A Phase 3 stroke trial testing a two-peptide cocktail missed the target it was built to hit. The interesting part is where it did not.
The COURAGE-2 trial, published July 16 in the Journal of Clinical Neuroscience ↗, gave 188 people with an acute ischemic stroke either standard care or standard care plus an intravenous drug pair: GHRP-6 ↗, a small growth-hormone-releasing peptide, combined with epidermal growth factor (EGF). An ischemic stroke is when a clot cuts off blood to part of the brain, and the damage spreads outward from the dead core in the hours that follow. The idea here was not to break the clot but to protect the brain tissue still at risk around it.

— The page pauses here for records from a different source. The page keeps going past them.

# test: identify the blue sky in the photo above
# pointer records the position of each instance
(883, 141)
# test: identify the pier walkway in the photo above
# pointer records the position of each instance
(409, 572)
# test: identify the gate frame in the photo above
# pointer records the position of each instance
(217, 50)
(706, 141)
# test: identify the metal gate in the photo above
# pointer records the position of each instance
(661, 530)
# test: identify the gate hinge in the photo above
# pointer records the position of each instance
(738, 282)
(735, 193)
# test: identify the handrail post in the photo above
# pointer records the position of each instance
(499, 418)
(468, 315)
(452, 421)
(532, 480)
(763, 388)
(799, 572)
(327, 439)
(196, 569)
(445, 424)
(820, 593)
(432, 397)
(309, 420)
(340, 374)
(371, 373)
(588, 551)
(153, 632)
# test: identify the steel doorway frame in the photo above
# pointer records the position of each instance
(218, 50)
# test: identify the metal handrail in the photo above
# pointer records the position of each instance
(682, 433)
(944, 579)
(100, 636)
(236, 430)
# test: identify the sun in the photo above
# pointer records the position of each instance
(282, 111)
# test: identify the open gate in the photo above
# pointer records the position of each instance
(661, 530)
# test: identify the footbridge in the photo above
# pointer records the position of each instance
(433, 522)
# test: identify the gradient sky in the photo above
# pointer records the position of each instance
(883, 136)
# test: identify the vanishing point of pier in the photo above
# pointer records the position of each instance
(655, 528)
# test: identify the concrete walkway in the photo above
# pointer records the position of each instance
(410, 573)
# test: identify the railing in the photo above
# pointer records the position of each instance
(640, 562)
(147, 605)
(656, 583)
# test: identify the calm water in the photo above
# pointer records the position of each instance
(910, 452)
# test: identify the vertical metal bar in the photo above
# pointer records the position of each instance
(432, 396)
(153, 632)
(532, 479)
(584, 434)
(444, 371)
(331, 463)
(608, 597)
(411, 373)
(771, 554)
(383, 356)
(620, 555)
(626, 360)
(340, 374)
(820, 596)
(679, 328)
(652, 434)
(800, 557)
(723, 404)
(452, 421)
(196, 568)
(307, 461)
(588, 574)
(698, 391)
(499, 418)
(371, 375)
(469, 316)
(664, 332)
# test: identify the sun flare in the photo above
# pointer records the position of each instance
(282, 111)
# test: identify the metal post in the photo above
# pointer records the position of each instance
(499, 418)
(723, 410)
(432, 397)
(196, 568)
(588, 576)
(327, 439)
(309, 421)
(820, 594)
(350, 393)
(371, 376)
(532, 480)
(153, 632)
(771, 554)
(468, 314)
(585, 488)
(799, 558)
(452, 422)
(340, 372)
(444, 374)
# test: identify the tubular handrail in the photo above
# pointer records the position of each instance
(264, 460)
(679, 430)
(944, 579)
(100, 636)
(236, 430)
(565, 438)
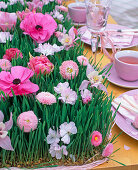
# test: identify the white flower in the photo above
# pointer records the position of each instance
(66, 129)
(60, 87)
(53, 137)
(48, 49)
(57, 15)
(57, 151)
(3, 5)
(94, 77)
(5, 36)
(68, 96)
(3, 133)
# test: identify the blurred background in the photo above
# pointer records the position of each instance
(125, 12)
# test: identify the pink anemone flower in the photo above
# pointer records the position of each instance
(5, 141)
(18, 81)
(7, 20)
(38, 26)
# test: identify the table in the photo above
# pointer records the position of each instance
(127, 157)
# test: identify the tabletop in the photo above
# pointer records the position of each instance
(127, 157)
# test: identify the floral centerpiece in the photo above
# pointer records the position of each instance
(57, 103)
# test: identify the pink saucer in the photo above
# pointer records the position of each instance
(115, 79)
(133, 43)
(123, 123)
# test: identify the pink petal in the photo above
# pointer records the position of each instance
(71, 33)
(8, 124)
(1, 116)
(22, 73)
(84, 85)
(89, 69)
(126, 147)
(6, 143)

Patients got the treatment within 12 hours of symptoms, twice a day for a week. Ninety-five received the peptide pair, 93 got standard care alone. The main question was disability at three and six months, scored on the modified Rankin Scale, a zero-to-six ladder where zero is no symptoms and six is death.
The primary endpoint missed
Across everyone in the trial, the peptide pair did nothing measurable. No difference in disability, no difference in daily function on a second scale, no difference in survival. By the standard the trial set for itself, COURAGE-2 is a negative study.
Then the authors looked at the sickest patients. Among the 27 people who came in with the most severe strokes, those given EGF and GHRP-6 ended up less disabled at six months (a Rankin score of 2.6 versus 4.7 in the control group) and far less likely to die (hazard ratio 0.18, which works out to roughly an 82 percent lower risk of death). In the group whose stroke sat in the middle cerebral artery, the largest brain-supply vessel, the treated patients also showed more shrinkage of the dead tissue at 30 days.
Why the subgroup is a lead, not a verdict
A drug that appears to help only the sickest quarter of a trial is one of two things. It could be a real effect that the full, mixed population was too diluted to reveal. Or it could be noise that a small subgroup and a p-value squeaking under 0.05 dressed up as a finding. COURAGE-2 cannot tell you which. The severe-stroke group held 27 people, the survival benefit's confidence interval ran from 0.03 all the way to 0.96, and the analysis was carved out after the main result came back flat. The authors are careful about it, concluding only that the trial "suggested potential benefit in moderate-to-severe stroke" and warrants a study built around that subpopulation.
On safety the pair looked clean. Serious adverse events landed in 48 of 188 patients across both arms, and none were judged treatment-related.
The peptide angle
GHRP-6 is better known as a growth-hormone secretagogue ↗, a research peptide that spikes growth hormone and appetite by acting on the ghrelin receptor. Its use here is a repurposing bet: pair it with EGF and aim the combination at the surviving neurons after a stroke rather than at metabolism. That places it among the neuroprotective ↗ peptide candidates, a corner of the field that has produced far more failed trials than approvals. COURAGE-2 does not break that pattern. What it does is point at a narrower question, the severe-stroke patient, that an adequately powered trial could actually answer.